You can append "\?" to check for a certain value. I tried AT*PROD\? and got a value of 0. You can also append "=(some value)" to set some value with that command. Trying AT*PROD=1, that actually worked! It returned an OK status but no other information. The other steps to change an IMEI are to first read my disclaimer at the top of this page, delete the IMEI and put in a new one. To delete an IMEI on the LTE6 modem, use AT*MRD_IMEI=D and check for an OK status in return. One you've done that, put in a new IMEI with AT*MRD_IMEI=W,0101,11JAN1970,my_imei. It will check the check digit on the end, so make sure it's correct. After trying these commands, I still got the error about "Non-Production Mode." The fix? Try AT*PROD=2. This definitely puts it into "Production Mode" and now you're golden.
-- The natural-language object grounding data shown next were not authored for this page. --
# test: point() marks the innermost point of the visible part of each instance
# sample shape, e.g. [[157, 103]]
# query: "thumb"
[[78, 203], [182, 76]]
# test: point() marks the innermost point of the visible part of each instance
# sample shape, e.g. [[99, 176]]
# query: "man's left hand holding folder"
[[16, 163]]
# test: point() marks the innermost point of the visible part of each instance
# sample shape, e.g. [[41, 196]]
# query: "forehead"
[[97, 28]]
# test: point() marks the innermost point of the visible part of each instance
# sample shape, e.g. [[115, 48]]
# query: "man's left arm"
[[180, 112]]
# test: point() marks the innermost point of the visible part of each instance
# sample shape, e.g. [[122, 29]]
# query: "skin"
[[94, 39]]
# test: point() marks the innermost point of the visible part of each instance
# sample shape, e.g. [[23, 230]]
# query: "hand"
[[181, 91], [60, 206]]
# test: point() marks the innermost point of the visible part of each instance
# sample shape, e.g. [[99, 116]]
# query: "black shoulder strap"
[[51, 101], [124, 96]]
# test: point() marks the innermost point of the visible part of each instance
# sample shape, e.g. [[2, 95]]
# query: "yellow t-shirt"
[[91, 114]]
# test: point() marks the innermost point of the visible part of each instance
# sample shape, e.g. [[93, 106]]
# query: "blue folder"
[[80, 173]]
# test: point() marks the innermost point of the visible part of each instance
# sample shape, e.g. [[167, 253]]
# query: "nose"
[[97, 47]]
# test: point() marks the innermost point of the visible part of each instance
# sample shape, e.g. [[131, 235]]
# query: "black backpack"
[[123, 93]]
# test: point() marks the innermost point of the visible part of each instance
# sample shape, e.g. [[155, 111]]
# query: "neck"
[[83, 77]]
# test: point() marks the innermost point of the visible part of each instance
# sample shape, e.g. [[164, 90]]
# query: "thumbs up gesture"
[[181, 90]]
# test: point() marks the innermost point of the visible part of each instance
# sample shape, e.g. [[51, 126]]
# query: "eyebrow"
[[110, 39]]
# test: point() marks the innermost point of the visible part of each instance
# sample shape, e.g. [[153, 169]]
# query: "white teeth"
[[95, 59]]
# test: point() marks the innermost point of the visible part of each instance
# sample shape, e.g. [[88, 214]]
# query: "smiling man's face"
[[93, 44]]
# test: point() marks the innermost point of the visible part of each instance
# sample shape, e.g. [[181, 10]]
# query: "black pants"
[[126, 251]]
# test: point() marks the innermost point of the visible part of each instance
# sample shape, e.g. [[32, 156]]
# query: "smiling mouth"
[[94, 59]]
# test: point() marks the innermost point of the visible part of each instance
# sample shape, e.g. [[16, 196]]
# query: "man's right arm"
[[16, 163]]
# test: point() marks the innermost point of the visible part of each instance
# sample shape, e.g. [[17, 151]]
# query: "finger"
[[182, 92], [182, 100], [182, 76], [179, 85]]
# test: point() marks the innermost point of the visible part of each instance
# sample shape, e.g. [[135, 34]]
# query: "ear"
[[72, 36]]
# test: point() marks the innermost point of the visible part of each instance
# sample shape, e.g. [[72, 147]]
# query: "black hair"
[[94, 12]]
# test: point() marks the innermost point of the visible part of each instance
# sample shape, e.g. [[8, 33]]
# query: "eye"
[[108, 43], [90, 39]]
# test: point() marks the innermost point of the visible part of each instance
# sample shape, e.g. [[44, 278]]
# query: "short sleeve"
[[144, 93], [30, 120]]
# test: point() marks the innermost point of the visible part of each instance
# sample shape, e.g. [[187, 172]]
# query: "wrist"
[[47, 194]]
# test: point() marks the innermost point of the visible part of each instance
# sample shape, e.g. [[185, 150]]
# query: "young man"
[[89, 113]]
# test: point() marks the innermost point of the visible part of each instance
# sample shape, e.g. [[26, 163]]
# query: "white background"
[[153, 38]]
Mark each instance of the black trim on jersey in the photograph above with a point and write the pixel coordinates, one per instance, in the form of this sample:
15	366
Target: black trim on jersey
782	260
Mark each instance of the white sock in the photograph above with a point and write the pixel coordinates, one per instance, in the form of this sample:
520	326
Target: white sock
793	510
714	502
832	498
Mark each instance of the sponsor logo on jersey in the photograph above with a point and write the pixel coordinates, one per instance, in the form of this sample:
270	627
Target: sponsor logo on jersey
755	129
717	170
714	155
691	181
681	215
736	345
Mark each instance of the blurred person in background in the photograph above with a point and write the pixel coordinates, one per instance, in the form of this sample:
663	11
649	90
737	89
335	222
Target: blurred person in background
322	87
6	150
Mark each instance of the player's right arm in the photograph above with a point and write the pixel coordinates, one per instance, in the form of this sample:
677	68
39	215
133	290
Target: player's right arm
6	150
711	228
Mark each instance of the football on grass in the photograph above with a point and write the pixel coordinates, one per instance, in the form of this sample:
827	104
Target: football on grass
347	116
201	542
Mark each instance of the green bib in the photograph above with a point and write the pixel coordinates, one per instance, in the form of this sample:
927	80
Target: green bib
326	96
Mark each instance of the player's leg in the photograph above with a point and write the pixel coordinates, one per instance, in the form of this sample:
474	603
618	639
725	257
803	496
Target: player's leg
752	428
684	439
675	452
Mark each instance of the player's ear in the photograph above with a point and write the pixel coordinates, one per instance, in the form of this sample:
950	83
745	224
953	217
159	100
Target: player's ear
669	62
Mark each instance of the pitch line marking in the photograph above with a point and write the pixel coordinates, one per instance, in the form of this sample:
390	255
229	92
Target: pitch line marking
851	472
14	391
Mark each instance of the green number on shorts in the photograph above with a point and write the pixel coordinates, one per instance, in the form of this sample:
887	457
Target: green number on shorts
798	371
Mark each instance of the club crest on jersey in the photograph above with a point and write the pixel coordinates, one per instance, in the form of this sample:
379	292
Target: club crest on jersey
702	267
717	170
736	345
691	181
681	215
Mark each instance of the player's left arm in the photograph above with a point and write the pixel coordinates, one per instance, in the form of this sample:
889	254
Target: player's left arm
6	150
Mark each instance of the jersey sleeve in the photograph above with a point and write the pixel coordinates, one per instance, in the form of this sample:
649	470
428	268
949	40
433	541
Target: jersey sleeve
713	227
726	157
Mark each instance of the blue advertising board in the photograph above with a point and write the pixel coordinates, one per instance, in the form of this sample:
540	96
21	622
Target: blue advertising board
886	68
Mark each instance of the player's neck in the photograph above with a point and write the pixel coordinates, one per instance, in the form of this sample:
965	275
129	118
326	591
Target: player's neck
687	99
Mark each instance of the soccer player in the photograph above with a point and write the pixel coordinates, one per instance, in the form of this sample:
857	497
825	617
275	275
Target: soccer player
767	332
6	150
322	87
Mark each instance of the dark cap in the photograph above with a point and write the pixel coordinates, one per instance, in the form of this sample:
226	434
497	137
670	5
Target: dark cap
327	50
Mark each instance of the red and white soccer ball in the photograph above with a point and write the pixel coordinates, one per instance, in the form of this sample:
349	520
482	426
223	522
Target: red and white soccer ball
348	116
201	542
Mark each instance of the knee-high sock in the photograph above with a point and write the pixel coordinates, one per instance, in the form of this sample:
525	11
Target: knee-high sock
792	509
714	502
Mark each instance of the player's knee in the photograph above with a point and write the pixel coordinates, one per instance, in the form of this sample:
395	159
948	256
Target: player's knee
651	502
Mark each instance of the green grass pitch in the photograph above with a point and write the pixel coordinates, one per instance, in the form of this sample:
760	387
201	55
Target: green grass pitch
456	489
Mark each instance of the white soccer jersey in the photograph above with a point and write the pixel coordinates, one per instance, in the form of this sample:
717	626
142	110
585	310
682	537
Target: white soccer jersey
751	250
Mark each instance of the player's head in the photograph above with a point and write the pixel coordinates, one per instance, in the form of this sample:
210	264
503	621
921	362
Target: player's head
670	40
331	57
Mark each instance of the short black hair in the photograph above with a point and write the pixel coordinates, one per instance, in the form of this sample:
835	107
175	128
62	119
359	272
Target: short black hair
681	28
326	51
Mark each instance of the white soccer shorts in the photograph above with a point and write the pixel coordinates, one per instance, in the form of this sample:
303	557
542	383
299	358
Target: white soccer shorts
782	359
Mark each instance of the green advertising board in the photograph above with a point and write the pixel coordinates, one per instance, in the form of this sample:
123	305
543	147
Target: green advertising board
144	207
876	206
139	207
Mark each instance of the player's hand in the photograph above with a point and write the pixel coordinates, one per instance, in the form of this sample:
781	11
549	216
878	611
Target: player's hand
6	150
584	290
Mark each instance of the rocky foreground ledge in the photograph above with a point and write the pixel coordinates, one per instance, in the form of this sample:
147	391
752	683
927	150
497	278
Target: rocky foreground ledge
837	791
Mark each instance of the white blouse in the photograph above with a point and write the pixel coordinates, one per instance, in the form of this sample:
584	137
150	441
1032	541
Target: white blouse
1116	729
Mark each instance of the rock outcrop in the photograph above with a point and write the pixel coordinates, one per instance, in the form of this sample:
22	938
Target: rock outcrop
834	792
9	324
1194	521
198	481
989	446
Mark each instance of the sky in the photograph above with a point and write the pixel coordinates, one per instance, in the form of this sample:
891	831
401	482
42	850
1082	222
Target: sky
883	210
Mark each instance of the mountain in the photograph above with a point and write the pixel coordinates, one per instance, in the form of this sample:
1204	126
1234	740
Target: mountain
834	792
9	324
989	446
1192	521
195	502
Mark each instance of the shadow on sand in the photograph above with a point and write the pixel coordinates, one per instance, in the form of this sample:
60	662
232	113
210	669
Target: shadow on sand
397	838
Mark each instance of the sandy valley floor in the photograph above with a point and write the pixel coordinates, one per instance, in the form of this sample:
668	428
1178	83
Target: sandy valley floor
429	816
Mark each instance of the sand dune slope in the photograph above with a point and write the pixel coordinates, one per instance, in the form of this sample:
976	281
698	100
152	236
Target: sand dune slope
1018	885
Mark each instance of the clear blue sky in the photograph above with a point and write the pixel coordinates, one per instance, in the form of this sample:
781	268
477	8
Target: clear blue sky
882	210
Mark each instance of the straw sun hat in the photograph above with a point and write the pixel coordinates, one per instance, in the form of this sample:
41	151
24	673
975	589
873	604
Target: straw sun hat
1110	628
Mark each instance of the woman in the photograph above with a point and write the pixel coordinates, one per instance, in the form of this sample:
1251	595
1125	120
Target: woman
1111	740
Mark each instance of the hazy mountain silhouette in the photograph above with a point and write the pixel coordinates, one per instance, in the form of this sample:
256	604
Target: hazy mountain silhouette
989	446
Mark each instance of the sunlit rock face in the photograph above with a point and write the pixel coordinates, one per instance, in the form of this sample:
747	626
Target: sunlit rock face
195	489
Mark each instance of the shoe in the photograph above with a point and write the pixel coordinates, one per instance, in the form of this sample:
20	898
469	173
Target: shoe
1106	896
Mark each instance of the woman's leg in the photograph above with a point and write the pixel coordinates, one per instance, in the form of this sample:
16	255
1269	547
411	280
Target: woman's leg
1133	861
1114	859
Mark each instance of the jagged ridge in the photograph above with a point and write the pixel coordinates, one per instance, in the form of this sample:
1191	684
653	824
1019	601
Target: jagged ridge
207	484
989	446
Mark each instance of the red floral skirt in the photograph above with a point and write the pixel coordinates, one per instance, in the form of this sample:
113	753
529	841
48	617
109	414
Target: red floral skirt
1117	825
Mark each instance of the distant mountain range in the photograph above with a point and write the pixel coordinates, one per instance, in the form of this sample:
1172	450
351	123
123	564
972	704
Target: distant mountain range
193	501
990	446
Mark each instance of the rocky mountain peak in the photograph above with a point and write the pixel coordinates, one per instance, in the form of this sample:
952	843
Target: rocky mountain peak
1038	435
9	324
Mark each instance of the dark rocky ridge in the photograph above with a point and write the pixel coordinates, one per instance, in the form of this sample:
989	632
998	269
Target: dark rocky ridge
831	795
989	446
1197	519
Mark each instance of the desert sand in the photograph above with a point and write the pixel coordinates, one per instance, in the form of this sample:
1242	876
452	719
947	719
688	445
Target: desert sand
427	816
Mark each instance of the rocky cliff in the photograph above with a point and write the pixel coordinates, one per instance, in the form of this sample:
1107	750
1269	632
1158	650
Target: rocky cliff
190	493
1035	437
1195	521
If you don't get an OK status for every command, such as if you get a return code that mentions transmit power, this seems to be a bug and so keep trying. To queue up the IMEI, use AT*MRD_IMEI\?. When you're done, it might be a good idea to disable "Production Mode" with AT*PROD=0.
Using the methods listed above, I managed to change the IMEI after first enabling "Production Mode" and then using a couple AT commands to change the IMEI. Now my devices may as well be smartphones!